Loke is gay, and while gay and lesbian students are nominally welcome at Langley’s “Christ-centred” TWU, all students must sign a covenant stating that they will abstain from sex outside heterosexual marriage during their time there. The courts, however, dismissed this “love the sinner, hate the sin” approach in 2013: to deny a person’s sex life is to deny the person.
Loke was discussing all this with a friend who decided to drop a line to Toronto lawyer Clayton Ruby. Ruby called Loke and asked him to come onboard as the plaintiff in a lawsuit that is slated to begin December 1. “We had this long discussion,” says Loke, “about what the Charter of Rights and Freedoms is for.” They also talked about the stakes for this case: “I think Canada needs a diverse set of lawyers interpreting our country’s constitution.”
Trinity Western University may not be bound by the Charter (indeed, since 1990’s McKinney v. University of Guelph, universities generally aren’t), but governments certainly are — which is why Ruby filed his case not against the university but against Advanced Education Minister Amrik Virk. “If we degrade and demean a couple hundred prospective law students,” says Ruby, “it makes all our lives that much meaner and more despicable.” Meanwhile, the law societies of Ontario and Nova Scotia have declared that, if the school does become a reality, they will not recognize TWU law grads in their provinces. (British Columbia has okayed the credentials.)
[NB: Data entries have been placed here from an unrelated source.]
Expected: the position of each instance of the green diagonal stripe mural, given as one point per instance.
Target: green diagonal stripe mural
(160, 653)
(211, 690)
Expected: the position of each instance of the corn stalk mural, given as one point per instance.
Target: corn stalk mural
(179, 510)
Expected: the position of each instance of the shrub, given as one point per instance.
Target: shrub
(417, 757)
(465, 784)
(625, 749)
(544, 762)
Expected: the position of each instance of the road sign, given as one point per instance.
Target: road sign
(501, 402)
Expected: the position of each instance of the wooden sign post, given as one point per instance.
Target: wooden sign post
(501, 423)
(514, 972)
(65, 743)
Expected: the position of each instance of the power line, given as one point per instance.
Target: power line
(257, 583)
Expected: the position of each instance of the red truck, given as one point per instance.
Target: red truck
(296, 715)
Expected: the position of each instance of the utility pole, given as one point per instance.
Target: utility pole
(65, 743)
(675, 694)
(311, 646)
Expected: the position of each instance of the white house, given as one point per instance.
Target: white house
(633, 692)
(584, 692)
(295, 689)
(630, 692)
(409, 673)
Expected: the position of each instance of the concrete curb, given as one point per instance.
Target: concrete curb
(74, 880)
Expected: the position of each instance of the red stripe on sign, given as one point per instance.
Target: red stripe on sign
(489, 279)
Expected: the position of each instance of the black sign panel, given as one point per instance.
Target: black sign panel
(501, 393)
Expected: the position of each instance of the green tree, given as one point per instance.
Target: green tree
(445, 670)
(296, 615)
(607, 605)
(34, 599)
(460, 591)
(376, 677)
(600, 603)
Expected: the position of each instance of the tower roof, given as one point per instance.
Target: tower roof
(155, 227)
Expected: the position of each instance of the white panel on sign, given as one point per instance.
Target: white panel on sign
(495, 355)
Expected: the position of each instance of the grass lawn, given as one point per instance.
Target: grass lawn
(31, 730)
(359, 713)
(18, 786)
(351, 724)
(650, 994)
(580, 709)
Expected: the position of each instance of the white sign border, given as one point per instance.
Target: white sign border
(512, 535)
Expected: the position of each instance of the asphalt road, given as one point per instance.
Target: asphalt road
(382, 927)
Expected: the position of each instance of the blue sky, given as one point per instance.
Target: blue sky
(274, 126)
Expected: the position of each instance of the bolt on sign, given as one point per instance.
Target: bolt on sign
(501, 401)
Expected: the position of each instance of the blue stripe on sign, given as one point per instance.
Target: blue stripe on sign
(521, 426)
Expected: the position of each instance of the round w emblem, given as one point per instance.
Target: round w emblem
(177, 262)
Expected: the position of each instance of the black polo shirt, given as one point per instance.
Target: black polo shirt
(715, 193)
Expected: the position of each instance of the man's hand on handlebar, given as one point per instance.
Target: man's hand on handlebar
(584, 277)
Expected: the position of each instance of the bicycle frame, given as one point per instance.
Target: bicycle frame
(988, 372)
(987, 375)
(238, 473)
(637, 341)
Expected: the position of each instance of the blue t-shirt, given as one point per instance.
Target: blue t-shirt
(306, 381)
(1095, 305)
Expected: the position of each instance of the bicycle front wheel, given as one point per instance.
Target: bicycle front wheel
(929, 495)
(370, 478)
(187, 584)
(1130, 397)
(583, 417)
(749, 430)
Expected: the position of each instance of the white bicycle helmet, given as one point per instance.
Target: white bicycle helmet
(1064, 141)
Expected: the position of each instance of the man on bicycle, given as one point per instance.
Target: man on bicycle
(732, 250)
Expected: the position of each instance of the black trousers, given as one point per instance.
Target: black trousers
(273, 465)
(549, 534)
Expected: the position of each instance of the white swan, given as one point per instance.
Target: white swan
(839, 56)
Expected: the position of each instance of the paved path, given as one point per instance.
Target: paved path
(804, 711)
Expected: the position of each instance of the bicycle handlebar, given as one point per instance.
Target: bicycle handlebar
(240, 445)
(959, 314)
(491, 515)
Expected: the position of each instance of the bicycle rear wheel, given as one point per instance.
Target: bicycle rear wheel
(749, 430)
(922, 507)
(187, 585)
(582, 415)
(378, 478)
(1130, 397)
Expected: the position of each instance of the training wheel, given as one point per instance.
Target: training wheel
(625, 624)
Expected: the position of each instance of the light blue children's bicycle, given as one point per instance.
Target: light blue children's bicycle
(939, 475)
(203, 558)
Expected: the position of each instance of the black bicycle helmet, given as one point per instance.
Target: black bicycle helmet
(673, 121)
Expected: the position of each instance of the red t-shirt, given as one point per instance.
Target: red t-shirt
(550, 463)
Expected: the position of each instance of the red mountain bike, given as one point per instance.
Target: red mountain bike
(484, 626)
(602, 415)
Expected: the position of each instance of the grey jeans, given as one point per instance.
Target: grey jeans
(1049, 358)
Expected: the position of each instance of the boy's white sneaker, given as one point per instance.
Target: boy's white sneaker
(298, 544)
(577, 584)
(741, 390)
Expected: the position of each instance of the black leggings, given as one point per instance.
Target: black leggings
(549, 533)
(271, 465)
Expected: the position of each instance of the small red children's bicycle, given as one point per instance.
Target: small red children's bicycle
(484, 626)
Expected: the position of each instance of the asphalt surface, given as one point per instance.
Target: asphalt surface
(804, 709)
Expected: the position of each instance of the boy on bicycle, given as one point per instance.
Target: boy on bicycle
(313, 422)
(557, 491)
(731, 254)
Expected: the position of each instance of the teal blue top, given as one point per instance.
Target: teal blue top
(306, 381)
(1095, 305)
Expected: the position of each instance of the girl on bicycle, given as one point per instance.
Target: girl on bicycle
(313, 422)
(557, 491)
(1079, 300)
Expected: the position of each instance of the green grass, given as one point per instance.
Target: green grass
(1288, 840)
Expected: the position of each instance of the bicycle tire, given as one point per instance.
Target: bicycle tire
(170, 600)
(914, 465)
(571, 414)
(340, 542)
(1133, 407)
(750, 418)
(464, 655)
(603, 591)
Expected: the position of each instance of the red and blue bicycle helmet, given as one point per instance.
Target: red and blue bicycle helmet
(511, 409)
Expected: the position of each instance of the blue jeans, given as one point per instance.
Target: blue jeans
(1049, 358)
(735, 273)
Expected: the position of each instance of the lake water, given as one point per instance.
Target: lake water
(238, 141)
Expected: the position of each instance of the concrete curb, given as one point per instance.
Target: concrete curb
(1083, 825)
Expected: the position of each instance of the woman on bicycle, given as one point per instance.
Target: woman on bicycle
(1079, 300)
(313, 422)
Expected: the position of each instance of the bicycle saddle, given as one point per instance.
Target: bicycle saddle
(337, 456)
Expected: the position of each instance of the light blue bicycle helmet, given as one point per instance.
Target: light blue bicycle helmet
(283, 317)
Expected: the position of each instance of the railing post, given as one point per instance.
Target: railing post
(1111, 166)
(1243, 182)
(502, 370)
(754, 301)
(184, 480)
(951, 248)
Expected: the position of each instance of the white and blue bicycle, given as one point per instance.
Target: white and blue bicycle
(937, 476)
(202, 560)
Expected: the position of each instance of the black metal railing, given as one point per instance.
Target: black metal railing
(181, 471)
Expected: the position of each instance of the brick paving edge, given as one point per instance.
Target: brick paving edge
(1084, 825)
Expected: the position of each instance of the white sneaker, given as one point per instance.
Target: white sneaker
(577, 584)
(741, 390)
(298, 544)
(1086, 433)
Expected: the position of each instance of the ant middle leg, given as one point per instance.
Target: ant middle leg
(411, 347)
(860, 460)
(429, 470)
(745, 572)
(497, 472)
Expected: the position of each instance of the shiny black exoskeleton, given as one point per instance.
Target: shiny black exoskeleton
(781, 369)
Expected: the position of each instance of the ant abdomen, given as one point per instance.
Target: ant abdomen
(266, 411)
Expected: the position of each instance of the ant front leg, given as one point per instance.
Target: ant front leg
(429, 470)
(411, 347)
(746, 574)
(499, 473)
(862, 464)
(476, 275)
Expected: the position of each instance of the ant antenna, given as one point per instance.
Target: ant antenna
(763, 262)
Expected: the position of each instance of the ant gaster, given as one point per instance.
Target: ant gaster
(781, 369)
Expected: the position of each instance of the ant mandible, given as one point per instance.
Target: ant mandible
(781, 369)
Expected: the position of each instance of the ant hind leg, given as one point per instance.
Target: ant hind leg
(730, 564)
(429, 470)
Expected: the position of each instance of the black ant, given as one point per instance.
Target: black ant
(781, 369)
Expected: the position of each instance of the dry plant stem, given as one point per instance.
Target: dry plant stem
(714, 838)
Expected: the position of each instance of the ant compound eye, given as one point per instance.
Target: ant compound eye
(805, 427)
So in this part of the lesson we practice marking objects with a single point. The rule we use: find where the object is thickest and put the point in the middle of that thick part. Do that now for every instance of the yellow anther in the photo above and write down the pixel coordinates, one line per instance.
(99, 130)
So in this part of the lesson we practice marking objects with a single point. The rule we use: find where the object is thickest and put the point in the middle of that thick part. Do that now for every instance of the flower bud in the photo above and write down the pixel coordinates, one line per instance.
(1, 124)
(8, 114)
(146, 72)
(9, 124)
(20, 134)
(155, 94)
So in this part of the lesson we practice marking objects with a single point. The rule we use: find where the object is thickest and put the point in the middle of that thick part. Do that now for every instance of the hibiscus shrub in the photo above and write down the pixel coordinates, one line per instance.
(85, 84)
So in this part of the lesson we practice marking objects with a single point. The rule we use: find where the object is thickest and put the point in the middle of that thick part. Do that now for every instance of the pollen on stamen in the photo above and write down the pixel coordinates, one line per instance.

All this has Bob Kuhn, president of TWU, in the awkward position of claiming persecution under the Charter, too. His school’s religious freedom, protected under Section 2, is being impinged upon. He considers these new cases moot anyway, as all this was settled in 2001: the courts ruled in favour of TWU when B.C.’s college of teachers tried to bar it from creating a teacher-training program. Kuhn believes his school has been granted permission to differentiate itself from other schools: “Some of the best law schools in the country were founded by faith-based institutions, so to say we shouldn’t have a hand in this is to defy history and to defy logic. Some would argue religious institutions have no place in Canada, but in a pluralistic society we are entitled to have a place.”
Loke also knows something about persecution. He was kicked out of his home after he came out. Members of his hockey team let him sleep on their couches until he got on his feet. “But today it’s better,” he says. “I have a great relationship with my parents. They just needed time. They never had a chance to understand, after all, because they lived in a world where they didn’t know anyone who was gay.”